DESCRIPTION (provided by applicant): Liver disease caused by viral hepatitis is now a leading cause of death in HIV-infected persons, mostly due to chronic viral hepatitis. This proposal is conceived to identify molecular targets in HIV-HCV co-infected persons at risk for progressive liver disease that can be exploited therapeutically. There are at least two highly plausible mechanisms through which HIV could promote liver fibrosis in a person with ongoing chronic viral hepatitis that focus on the hepatic macrophage (Kupffer cell). There are preliminary data that show that HIV infects Kupffer cells, the largest reservoir of resident tissue macrophages in the body.

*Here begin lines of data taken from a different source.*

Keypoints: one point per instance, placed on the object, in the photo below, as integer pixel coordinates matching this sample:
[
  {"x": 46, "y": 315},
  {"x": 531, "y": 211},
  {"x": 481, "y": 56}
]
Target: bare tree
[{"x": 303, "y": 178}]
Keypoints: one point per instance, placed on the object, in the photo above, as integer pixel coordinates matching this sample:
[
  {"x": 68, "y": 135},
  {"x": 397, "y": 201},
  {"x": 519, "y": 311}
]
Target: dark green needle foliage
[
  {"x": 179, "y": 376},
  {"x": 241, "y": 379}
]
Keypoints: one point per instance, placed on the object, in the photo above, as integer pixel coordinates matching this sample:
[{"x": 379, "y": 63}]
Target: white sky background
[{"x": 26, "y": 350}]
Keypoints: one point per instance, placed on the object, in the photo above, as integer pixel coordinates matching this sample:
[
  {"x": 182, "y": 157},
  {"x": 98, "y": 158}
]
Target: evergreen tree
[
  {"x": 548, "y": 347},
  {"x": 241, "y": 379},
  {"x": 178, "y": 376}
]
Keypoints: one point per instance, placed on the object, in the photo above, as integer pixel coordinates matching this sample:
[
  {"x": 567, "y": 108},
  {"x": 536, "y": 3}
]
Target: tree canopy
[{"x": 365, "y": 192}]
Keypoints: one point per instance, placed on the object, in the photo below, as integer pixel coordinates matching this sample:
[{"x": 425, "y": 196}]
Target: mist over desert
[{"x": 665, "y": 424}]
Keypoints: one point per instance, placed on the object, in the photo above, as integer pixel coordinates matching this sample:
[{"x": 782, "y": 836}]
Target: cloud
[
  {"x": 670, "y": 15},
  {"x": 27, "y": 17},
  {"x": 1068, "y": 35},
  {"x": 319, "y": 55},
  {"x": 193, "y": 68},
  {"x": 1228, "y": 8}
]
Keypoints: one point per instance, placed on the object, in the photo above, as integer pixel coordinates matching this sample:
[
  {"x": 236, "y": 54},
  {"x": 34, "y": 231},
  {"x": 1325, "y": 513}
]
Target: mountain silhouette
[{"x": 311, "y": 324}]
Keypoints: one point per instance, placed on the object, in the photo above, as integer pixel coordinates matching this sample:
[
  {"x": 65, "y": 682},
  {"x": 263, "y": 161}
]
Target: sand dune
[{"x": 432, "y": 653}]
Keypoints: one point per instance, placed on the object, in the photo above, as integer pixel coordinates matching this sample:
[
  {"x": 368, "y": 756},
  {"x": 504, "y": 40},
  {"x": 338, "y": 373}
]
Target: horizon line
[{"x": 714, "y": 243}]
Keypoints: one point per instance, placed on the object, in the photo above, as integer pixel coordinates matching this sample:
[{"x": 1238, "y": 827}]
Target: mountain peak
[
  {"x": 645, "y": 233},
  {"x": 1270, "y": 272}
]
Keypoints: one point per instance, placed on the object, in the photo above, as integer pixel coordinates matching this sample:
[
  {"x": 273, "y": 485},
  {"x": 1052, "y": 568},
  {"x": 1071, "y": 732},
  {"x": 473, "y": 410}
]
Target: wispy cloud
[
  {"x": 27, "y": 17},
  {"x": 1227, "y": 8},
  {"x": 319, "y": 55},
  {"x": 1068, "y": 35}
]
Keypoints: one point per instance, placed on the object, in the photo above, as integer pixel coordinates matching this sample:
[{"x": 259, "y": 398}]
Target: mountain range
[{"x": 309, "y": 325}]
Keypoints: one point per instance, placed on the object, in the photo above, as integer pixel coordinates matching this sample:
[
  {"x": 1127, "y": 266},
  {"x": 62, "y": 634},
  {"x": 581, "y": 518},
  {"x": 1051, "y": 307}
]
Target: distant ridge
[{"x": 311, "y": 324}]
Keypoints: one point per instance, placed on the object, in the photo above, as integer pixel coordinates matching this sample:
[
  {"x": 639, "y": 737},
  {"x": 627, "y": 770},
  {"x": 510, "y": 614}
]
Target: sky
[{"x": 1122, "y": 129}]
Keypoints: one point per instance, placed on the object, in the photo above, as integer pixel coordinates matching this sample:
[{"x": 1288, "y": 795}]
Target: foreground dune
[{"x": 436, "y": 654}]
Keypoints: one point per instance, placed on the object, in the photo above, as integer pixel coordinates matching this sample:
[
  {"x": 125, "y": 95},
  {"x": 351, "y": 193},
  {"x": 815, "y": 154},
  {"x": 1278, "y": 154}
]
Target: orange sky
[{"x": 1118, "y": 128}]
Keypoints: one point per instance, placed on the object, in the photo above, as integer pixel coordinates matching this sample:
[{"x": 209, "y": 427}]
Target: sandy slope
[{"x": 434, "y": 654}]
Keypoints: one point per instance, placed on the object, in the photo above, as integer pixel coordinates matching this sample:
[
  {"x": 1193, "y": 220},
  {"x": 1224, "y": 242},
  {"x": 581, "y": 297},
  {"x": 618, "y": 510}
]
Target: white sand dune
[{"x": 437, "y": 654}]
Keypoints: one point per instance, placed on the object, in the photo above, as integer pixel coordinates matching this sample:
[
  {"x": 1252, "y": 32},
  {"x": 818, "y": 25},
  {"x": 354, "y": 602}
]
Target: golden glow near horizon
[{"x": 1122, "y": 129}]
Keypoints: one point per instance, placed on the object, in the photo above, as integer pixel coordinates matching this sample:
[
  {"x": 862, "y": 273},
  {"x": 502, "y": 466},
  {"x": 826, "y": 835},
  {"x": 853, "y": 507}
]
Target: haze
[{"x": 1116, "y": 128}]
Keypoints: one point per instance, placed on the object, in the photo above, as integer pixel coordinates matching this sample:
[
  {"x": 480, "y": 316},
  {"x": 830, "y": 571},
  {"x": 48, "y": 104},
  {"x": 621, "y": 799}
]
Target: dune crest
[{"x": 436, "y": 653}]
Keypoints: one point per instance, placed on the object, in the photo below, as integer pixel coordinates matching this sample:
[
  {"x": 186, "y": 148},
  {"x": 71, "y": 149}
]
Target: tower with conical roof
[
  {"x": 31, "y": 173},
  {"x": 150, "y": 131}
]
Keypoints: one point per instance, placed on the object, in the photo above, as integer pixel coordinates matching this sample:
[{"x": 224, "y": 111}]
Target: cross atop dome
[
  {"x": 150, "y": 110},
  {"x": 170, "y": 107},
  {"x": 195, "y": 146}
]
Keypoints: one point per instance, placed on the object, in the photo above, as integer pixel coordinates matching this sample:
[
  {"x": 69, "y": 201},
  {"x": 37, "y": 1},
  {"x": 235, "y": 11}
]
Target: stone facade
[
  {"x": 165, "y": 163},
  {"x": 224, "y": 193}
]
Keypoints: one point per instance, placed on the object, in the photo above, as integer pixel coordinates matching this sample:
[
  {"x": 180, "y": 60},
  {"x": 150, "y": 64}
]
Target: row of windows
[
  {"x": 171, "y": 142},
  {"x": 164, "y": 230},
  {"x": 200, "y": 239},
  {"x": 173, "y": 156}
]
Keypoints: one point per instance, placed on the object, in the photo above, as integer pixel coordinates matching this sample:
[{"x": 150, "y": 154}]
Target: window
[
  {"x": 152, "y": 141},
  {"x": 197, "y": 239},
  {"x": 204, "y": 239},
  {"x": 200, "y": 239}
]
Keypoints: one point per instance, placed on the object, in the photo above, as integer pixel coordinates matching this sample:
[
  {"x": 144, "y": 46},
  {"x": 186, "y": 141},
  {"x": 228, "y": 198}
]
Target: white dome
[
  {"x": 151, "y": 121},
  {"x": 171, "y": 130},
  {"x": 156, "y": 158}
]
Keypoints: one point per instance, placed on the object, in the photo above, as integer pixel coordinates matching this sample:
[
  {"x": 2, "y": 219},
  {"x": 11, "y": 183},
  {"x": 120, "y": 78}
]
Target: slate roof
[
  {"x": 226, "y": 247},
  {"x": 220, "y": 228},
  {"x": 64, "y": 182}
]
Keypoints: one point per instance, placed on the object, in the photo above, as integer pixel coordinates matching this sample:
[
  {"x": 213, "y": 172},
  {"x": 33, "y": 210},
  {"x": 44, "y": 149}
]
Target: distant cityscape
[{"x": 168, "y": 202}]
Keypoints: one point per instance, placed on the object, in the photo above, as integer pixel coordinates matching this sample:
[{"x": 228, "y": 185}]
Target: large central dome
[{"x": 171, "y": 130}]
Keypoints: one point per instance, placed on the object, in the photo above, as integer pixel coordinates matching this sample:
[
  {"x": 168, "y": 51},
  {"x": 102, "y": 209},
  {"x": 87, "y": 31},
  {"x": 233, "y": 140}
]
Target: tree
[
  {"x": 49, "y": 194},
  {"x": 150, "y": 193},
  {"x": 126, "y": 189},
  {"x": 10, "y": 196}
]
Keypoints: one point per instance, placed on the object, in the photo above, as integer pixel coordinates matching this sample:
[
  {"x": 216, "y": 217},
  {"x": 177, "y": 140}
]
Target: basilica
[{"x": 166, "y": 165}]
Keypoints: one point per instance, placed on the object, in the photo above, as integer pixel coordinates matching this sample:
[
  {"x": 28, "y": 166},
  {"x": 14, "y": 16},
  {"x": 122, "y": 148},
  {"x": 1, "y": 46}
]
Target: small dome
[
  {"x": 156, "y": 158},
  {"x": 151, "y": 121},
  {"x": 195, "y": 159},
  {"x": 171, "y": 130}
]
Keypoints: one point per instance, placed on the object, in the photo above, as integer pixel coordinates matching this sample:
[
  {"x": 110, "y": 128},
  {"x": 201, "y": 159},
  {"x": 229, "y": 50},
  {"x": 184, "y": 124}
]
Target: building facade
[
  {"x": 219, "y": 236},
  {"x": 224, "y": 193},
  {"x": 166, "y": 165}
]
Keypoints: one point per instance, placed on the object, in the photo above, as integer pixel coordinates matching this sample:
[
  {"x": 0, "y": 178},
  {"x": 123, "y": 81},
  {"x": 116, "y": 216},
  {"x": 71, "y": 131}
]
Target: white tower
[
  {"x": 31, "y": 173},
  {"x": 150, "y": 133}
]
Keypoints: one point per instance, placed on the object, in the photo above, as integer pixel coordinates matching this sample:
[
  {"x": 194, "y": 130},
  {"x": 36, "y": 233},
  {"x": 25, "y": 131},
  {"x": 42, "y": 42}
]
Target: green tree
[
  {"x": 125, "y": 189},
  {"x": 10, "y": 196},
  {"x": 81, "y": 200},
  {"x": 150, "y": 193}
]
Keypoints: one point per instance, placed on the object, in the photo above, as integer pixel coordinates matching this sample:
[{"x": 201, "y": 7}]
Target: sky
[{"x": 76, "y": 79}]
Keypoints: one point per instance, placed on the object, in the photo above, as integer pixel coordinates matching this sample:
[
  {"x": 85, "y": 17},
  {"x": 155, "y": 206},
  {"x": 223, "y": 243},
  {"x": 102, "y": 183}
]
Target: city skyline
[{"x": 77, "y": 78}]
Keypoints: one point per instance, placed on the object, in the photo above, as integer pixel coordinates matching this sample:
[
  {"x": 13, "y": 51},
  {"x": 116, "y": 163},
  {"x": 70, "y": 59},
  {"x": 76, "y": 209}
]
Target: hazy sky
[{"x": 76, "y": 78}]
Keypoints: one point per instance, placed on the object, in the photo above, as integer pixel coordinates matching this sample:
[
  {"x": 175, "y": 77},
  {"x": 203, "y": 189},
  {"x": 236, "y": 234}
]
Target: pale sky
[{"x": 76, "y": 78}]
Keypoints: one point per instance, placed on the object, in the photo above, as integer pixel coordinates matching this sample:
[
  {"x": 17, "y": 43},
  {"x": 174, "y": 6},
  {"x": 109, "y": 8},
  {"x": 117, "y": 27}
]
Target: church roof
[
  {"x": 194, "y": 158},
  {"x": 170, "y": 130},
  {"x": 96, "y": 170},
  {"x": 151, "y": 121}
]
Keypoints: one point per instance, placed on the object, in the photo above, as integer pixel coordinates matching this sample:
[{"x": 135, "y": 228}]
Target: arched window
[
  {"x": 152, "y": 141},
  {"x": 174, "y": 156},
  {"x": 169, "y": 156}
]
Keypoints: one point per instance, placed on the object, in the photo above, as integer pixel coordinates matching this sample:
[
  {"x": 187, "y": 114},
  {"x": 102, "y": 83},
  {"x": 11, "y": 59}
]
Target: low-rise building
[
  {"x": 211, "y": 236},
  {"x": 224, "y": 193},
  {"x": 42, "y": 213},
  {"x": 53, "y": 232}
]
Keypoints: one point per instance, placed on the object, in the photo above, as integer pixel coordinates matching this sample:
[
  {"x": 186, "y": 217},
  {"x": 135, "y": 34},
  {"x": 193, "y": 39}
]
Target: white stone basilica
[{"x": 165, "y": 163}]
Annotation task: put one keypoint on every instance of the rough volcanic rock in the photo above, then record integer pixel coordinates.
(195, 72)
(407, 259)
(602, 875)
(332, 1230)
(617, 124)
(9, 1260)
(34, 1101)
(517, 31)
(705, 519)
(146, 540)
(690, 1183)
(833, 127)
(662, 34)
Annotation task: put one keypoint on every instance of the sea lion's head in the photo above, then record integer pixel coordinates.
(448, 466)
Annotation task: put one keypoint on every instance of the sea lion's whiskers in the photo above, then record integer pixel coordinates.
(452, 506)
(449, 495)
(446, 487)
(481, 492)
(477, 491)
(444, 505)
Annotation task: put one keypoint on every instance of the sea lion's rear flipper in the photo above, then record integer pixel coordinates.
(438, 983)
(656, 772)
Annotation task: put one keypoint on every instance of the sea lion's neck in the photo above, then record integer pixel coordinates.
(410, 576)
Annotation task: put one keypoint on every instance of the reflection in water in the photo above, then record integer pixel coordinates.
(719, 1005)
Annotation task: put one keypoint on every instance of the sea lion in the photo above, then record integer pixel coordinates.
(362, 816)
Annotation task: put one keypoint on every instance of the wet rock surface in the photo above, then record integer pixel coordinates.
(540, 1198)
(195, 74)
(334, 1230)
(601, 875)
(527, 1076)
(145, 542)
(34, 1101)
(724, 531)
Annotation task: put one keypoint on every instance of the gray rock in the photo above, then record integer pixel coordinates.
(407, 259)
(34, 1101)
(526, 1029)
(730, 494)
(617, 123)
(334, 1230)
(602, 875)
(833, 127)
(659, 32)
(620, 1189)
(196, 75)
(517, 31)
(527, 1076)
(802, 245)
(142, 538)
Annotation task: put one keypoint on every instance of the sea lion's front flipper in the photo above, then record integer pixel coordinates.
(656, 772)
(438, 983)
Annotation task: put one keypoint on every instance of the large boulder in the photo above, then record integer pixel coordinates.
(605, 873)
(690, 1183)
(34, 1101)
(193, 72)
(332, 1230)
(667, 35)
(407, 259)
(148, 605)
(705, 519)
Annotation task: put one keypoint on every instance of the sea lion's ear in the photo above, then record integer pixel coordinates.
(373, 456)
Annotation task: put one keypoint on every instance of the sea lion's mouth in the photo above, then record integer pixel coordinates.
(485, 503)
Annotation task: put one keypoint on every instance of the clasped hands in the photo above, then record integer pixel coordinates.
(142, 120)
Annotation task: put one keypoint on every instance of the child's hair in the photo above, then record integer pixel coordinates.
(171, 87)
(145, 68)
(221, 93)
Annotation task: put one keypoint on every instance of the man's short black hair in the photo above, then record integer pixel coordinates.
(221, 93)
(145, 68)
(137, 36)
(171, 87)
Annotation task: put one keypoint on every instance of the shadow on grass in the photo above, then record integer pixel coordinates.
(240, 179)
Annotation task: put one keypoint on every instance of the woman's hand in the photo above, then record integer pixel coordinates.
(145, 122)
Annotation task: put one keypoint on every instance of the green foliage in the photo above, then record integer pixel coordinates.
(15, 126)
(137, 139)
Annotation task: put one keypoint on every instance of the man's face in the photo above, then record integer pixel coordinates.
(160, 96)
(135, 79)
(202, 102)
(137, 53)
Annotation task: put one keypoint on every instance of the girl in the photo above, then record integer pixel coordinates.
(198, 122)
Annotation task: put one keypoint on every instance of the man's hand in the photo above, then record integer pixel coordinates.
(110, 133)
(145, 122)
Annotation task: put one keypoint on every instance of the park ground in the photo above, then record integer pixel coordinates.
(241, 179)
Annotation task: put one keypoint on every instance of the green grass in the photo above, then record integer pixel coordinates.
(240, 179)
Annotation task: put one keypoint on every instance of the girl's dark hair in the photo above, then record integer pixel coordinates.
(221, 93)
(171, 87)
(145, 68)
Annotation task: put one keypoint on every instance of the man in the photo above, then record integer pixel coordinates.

While the extent and ultimate consequence of HIV infection of these cells is unknown, the Kupffer cell's role governing inflammation/fibrosis via altered signaling pathways provides a pathogenic link. In addition, HIV infection of intestinal tissues has recently been shown to markedly enhance the translocation of bacterial products (e.g. lipopolysaccharide) through portal circulation to the liver. Since Kupffer cells are chiefly responsible for the clearance of these products and since experimentally induced microbial translocation enhances liver fibrosis, HIV also could promote liver fibrosis via Kupffer cells through this mechanism. The goal of this investigation is to extend these observations by focusing on the effect of HIV infection and HIV-related microbial translocation on Kupffer cells. Initial investigations will utilize stored liver biopsies from a well-characterized repository of HIV-infected persons, focusing on defining the extent of HIV infection of Kupffer cells using immunohistologic and molecular methods. Since CCR5, a known coreceptor mediating HIV infection, plays a role in the development of experimental liver disease, subsequent studies will use isolated human Kupffer cells to identify key chemokine coreceptors on Kupffer cells that permit HIV infection. Finally, the ex vivo Kupffer cell model will be further developed to study fibrogenic signaling patterns, i.e. TGF-beta and TNF-alpha, upon lipopolysaccharide induction and HIV infection. The proposed studies will define essential mechanisms of liver disease in HIV-HCV co-infection, and the investigators will develop insights into novel therapeutics for co-infected persons.

描述（由申请人提供）：病毒性肝炎引起的肝脏疾病现在是HIV感染者死亡的主要原因，主要是由于慢性病毒性肝炎。该建议旨在确定HIV-HCV合并感染者中具有进行性肝病风险的分子靶点，这些分子靶点可用于治疗。至少有两种高度合理的机制，通过这种机制，艾滋病毒可以促进慢性病毒性肝炎患者的肝纤维化，重点是肝巨噬细胞（枯否细胞）。有初步数据表明，艾滋病毒感染库普弗细胞，最大的水库居民组织巨噬细胞在体内。虽然HIV感染这些细胞的程度和最终后果尚不清楚，但库普弗细胞通过改变的信号通路控制炎症/纤维化的作用提供了致病联系。此外，最近已显示肠组织的HIV感染显著增强细菌产物（例如脂多糖）通过门静脉循环至肝脏的移位。由于枯否细胞主要负责清除这些产物，并且由于实验诱导的微生物易位增强了肝纤维化，因此HIV也可以通过枯否细胞通过这种机制促进肝纤维化。本研究的目的是通过关注HIV感染和HIV相关微生物易位对枯否细胞的影响来扩展这些观察结果。初步调查将利用储存的肝活检从一个良好的特征库的艾滋病毒感染者，重点是确定的程度，艾滋病毒感染的库普弗细胞使用免疫组织学和分子方法。由于CCR 5是一种已知的介导HIV感染的辅助受体，在实验性肝病的发展中起作用，后续研究将使用分离的人库普弗细胞来鉴定库普弗细胞上允许HIV感染的关键趋化因子辅助受体。最后，将进一步开发离体枯否细胞模型，以研究脂多糖诱导和HIV感染后的纤维化信号传导模式，即TGF-β和TNF-α。拟议的研究将确定HIV-HCV合并感染中肝脏疾病的基本机制，研究人员将为合并感染者开发新的治疗方法。